Pablo Martinez Monsivais / AP
President Bush

President George W. Bush visited the storied border town of Yuma, Ariz. Monday to build support for his immigration-reform policies -- policies that not only affect illegal aliens and blue-collar workers, but also affect the higher end of the educational and economic spectrum. Ron Hira, Public Policy Professor at Rochester Institute of Technology, and Robert Hoffman, vice president for Congressional & Legislative Affairs at Oracle, joined "Power Lunch" to debate expanding H1-B visas for highly trained foreign nationals.

Last week, the U.S. reached its H1-B visa issuance limit for 2008. Hoffman said that America's visa and green-card systems are in "dire need" of reform -- i.e., expansion. He told CNBC's Sue Herera that it's not merely a matter of "filling jobs -- but filling jobs that create other jobs." He warned that a qualified-candidate gap in "biotechnology, nanotechnology and green fuel cell technology" would create vast voids in secondary employment.

But Hira declared that granting more H1-Bs won't guarantee U.S. economic stability -- and may even devalue America's skilled labor.
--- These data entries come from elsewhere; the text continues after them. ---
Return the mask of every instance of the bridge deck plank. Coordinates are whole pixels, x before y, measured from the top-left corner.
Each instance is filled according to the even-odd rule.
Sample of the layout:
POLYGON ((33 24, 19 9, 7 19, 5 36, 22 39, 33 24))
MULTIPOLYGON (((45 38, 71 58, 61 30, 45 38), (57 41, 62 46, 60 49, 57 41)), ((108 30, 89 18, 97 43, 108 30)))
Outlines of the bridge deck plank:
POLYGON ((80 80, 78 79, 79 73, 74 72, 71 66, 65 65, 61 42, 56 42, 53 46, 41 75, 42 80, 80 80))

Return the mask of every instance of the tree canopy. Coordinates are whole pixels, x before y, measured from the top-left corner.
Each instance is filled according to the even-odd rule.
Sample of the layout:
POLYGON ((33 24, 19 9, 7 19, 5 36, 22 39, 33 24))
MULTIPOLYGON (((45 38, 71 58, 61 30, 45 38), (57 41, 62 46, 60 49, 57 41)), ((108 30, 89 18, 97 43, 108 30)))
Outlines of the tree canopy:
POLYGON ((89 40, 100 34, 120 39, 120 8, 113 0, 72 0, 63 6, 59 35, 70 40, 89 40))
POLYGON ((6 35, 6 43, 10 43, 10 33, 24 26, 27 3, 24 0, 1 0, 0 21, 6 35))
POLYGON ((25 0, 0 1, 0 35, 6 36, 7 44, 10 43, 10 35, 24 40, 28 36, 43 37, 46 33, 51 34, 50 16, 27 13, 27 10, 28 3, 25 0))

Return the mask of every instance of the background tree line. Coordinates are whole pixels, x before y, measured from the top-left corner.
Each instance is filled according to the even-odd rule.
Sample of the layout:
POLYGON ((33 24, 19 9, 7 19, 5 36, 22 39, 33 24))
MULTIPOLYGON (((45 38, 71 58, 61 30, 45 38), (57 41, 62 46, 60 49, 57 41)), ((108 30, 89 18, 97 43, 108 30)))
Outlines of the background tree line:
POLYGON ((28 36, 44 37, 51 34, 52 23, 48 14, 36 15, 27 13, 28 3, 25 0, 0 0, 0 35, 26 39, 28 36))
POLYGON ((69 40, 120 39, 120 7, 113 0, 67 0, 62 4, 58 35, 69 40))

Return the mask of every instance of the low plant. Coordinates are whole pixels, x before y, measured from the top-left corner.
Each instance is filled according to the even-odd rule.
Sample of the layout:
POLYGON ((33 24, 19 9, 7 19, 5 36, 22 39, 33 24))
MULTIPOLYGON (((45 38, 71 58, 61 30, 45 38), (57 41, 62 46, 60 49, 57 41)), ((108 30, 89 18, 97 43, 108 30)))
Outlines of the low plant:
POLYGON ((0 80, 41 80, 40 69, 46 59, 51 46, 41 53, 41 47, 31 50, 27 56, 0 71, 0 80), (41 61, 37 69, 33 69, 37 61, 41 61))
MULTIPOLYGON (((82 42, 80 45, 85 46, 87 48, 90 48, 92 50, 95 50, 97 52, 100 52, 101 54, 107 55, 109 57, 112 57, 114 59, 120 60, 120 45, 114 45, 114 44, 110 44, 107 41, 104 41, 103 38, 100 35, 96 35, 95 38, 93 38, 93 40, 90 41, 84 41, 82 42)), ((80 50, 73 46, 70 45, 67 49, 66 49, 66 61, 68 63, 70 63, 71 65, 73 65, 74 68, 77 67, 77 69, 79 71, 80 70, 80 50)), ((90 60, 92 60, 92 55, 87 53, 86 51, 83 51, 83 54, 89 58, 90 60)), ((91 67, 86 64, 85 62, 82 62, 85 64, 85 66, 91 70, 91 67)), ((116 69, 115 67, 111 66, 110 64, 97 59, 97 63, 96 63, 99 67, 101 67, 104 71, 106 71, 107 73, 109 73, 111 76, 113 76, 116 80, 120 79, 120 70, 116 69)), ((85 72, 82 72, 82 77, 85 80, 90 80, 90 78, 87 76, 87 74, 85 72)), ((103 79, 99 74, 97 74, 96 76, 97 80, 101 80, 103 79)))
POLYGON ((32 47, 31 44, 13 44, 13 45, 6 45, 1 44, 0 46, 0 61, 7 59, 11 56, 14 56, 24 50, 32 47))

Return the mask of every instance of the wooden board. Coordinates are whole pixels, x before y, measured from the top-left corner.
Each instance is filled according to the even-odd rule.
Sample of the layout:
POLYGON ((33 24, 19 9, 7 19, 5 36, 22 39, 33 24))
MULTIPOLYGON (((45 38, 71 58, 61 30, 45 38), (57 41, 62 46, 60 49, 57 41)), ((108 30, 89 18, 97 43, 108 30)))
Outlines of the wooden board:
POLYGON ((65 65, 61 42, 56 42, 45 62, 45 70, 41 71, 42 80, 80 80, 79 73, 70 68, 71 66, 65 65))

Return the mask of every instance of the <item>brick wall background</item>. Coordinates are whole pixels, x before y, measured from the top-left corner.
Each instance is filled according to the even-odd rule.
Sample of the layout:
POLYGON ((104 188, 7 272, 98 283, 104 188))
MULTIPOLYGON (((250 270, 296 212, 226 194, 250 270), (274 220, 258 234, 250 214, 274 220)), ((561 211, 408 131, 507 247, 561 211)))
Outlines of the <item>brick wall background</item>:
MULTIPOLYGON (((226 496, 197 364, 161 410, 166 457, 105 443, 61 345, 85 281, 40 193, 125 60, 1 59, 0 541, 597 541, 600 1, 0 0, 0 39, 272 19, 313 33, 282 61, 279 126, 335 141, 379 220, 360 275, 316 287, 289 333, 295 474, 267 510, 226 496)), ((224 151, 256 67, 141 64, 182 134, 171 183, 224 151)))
The professor said that tech firms like Infosys and Wipro "use H1-B the most" -- and are actually outsourcing the jobs to other nations. He maintained that the offshoring of jobs can depress salaries, as overseas firms paid IT workers a median wage of $50,000 in 2005.

Hoffman retorted that companies such as Hewlett-Packard, Microsoft, Intel, Cisco Systems, Sun Microsystems and his own Oracle use H1-Bs as a "path to a green card."